Так он и сделал. Высадил ее у того подъезда, на который указала Фатиха, вытащил коробку. Преданно смотрел ей в глаза:
– Куда нести?
– В подъезд. – У нее уже не было сил смотреть на этого парня. Все опротивело, все было страшно и нелепо.
Он затащил коробку в подъезд, внес ее в большой грузовой лифт, поставил. Она легонько подтолкнула его в спину, чтобы он вышел из лифта.
– Иди, тебе давно пора возвращаться. Я сама доеду.

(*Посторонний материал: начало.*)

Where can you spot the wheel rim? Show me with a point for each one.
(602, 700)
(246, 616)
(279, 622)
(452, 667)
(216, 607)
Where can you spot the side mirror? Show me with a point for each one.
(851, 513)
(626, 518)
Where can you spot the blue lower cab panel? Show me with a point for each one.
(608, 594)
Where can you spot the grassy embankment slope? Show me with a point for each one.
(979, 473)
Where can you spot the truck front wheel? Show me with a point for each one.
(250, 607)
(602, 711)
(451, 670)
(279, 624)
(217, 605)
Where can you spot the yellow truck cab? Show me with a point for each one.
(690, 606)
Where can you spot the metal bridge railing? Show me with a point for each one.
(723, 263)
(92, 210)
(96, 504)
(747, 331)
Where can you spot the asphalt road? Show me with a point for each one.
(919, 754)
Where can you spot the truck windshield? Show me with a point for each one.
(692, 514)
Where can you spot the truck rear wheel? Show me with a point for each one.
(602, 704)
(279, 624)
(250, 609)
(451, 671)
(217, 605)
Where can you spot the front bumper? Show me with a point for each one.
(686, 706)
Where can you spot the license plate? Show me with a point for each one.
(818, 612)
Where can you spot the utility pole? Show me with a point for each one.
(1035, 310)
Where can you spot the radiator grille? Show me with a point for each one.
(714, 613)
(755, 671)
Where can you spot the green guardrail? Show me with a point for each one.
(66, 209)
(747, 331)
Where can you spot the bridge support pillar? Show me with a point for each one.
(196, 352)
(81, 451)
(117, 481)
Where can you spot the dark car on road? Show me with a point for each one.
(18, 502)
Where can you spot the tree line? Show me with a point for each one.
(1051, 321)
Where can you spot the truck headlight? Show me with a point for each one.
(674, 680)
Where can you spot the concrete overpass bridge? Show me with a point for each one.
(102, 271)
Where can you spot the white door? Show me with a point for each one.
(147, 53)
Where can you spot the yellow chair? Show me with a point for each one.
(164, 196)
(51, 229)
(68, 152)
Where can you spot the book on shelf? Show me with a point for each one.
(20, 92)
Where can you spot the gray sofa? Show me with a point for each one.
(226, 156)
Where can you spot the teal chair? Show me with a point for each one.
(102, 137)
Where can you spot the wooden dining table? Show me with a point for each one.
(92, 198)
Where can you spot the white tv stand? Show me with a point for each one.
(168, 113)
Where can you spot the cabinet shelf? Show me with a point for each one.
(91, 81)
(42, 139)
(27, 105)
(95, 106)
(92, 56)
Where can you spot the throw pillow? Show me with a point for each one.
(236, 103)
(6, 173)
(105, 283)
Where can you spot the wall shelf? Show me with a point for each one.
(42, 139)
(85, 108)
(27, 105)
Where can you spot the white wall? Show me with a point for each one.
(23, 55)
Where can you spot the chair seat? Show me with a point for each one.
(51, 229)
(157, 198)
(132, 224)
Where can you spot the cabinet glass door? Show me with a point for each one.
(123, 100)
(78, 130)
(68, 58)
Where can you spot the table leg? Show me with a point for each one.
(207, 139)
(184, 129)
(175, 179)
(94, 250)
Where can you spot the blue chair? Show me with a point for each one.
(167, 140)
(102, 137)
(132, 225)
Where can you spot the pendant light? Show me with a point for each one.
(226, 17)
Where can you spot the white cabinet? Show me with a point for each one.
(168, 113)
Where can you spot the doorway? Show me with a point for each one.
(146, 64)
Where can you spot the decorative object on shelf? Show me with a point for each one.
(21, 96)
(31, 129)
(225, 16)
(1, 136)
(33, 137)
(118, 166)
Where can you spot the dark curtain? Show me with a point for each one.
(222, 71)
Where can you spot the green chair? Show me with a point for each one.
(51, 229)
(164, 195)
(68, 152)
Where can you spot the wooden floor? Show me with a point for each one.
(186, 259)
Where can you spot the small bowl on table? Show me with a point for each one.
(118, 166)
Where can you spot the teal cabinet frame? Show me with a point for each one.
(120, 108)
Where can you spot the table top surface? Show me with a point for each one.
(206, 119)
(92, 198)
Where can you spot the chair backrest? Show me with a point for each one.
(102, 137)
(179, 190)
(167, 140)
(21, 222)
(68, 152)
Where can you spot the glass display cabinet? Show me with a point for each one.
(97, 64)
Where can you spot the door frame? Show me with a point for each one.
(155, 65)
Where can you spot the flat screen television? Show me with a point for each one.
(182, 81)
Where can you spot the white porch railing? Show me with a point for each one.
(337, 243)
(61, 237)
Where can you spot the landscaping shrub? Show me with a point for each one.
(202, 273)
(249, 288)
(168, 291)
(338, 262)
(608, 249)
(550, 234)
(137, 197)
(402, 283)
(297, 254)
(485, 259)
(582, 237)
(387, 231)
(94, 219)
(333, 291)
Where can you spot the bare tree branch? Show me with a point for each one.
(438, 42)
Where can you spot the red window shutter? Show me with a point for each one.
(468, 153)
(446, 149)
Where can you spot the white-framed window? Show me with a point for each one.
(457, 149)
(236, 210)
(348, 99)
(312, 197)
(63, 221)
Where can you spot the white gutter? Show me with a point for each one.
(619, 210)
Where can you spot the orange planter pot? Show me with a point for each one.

– Я мог бы и до верха довезти…
– Не надо!
Она буквально вытолкнула его, когда двери стали закрываться. Нажала на кнопку последнего этажа и поехала вверх со своей коробкой. Наверху на миг задумалась – что делать с этой обузой? Оставить в лифте? Скорее обратят внимание. А какая ей разница, обратят внимание на коробку или нет? Да и не вытащить такую тяжесть из лифта. Вот Али это делал легко. Ей вспомнились его мускулистые загорелые руки. Снова стало страшно, к страху примешивалось странное любопытство: «Неужели я это сделаю?» Она вышла из лифта, посмотрела в окно, увидела с большой высоты двор. Оттуда как раз выезжала потрепанная машина Али. Она вызвала другой лифт, маленький, большой уже успел уехать вниз вместе с коробкой. Она усмехнулась – наверное, люди будут пугаться, когда увидят коробку, ведь по Москве ходят слухи о бомбах… А когда откроют – вот удивятся! Кто-то найдет товара на тысячу долларов. Отвратительно пахнущие сирийские духи в красных стеклянных флаконах. Из-за красного стекла казалось, что в них налита кровь.
Одно дело было сделано. Оставалось другое, более сложное и запутанное. Она никак не могла решить – как будут вести себя Мухамед и прочие после визита милиции? На самом деле все это их не волнует? Лена и ее сын пока на виду у милиции и почти в безопасности. По крайней мере, ей так кажется. Но девочка теперь представляет угрозу. Ее ищут, а найти не должны. Они могли передвинуть сроки и тогда… «Лена мне этого не простит, – машинально подумала Фатиха. – Но какое мне дело до того, что она будет обо мне думать? Почему мне это так важно? Я вообще могла бы не заниматься ее делами». Но она сама знала, что в ней говорит обида, а не злость. Сегодня утром она так холодно разговаривала с Леной, что та должна была понять – обида не прошла. У Фатихи никогда не было подруг. Единственным человеком, с которым она иногда мысленно советовалась, была ее покойная мать. Фатиха хранила ее большую фотографию и часто вглядывалась в узкое лицо женщины, которую почти не помнила, смотрела в ее загадочные грустные глаза и чувствовала – мать видит ее в эти минуты, говорит с ней. Мачеха – мать Арифа и его братьев – хорошо относилась к Фатихе, никогда не обижала ее, но девушке не пришло бы в голову обратиться к ней с исповедью. Отец давно стал чужим человеком. Она позвонила Сайде, сказала, что хотела бы еще увидеться с нею. Ей в Москве одиноко, не с кем поговорить. Сайда, как всегда, ничего не сумела возразить, и уже это обнадеживало, значит, Зияд не запретил ей пускать кого-то в квартиру. Все осталось по-прежнему. Ей доверяют.